Cuando se despertó, Galván vio un techo blanco inmaculado, sintió un olor a alcohol y la cabeza a medio dar vueltas.
Se sentía extrañamente liviano y débil a la vez. Sintió que algo halaba la piel de su mano: una aguja por donde era alimentado con suero.
¿Cuánto tiempo había pasado inconsciente? No lograba recordar cómo había ido a parar allí. Una enfermera entró, él trató de hablar pero no pudo musitar palabra. Ella, una joven bonita con el cabello recogido y coronada de una cofia que le daba un aire autoritario, le hizo un brusco "shut", indicándole luego, que el doctor vendría pronto a verlo.
Pasaron horas antes de que alguien le dirigiera la palabra; en la habitación otros pacientes yacían en sus camas. Yacían porque no se movían un ápice. Sólo de vez en cuando alguno gemía como de un dolor profundo.
El silencio de la habitación comunal fue interrumpido por el médico de turno. Cuando por fin procedió a examinar a Galván, este comenzó a toser. Le dieron un poco de agua con un pitillo y le informaron que a la mañana siguiente le darían de alta.
Al salir del hospital, temprano en la mañana, recordó que antes de caer en un profundo sueño, la ciudad había sido atacada por un olor a sangre cuyo origen nunca pudo explicarse. Consiguió algunos diarios viejos y puedo calcular que su inconciencia había durado un par de semanas, trece días más exactamente.
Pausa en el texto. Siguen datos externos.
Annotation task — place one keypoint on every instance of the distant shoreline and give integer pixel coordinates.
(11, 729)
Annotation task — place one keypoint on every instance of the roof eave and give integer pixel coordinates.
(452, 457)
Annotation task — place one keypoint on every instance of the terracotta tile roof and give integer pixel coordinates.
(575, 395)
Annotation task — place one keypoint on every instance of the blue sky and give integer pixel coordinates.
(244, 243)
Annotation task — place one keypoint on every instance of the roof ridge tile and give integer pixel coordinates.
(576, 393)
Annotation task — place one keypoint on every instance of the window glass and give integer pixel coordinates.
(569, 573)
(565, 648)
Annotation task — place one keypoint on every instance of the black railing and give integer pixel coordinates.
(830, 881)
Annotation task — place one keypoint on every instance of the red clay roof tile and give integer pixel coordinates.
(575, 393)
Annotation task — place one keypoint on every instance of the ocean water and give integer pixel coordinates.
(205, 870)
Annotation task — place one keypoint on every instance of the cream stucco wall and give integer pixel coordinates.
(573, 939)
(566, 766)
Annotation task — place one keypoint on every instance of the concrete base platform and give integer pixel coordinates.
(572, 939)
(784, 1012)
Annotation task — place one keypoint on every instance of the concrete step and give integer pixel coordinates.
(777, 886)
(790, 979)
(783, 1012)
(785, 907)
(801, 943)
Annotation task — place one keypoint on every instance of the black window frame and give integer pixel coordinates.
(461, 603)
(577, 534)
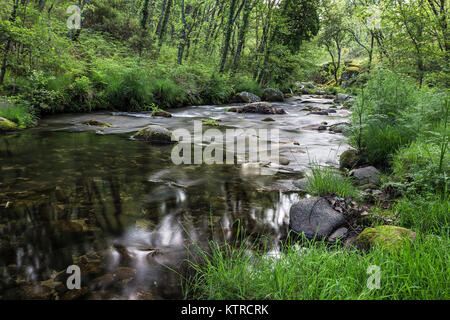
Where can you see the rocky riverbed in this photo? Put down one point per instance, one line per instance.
(77, 190)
Al volver a su casa, sintió un acogimiento particular, como si los objetos dentro de su apartamento lo hubieran estado esperando.
Miró por la ventana y vio que la gente ya no usaba tapabocas, que la actividad había retomado y que la vida seguía su curso normal.
En realidad nunca se supo de dónde vino el olor a sangre, a pesar de las minuciosas pesquisas que pidió el gobierno. Lo que sí supo por los diarios es que el olor desapareció, coincidencialmente, el día en que encontraron el cuerpo sin vida de una mujer, dentro de un lujoso automóvil. Al parecer había sido un suicidio con gas.
Galván encontró que la coincidencia no más que un pretexto para exponer como carne las desgracias de otros. Los diarios, en su afán, iban siempre buscando el escándalo y alimentado el pensamiento mítico mágico de la población.
Sin embargo, se quedó frió cuando, consultando las páginas interiores, vio la foto de la muertita. Aunque no se le veía el rostro, el fotógrafo supo exaltar lo mejor de la difunta: sus piernas.
Esas largas extremidades que Galván conocía y que había recorrido tantas veces con sus manos, con sus ojos y con sus pensamientos más lujuriosos. Se sintió mareado y un poco vacío. Buscó en su nevera alguna cosa para pasar el mal rato. Sólo se pudo servir medio vaso de vino tinto. Luego, se acostó a dormir.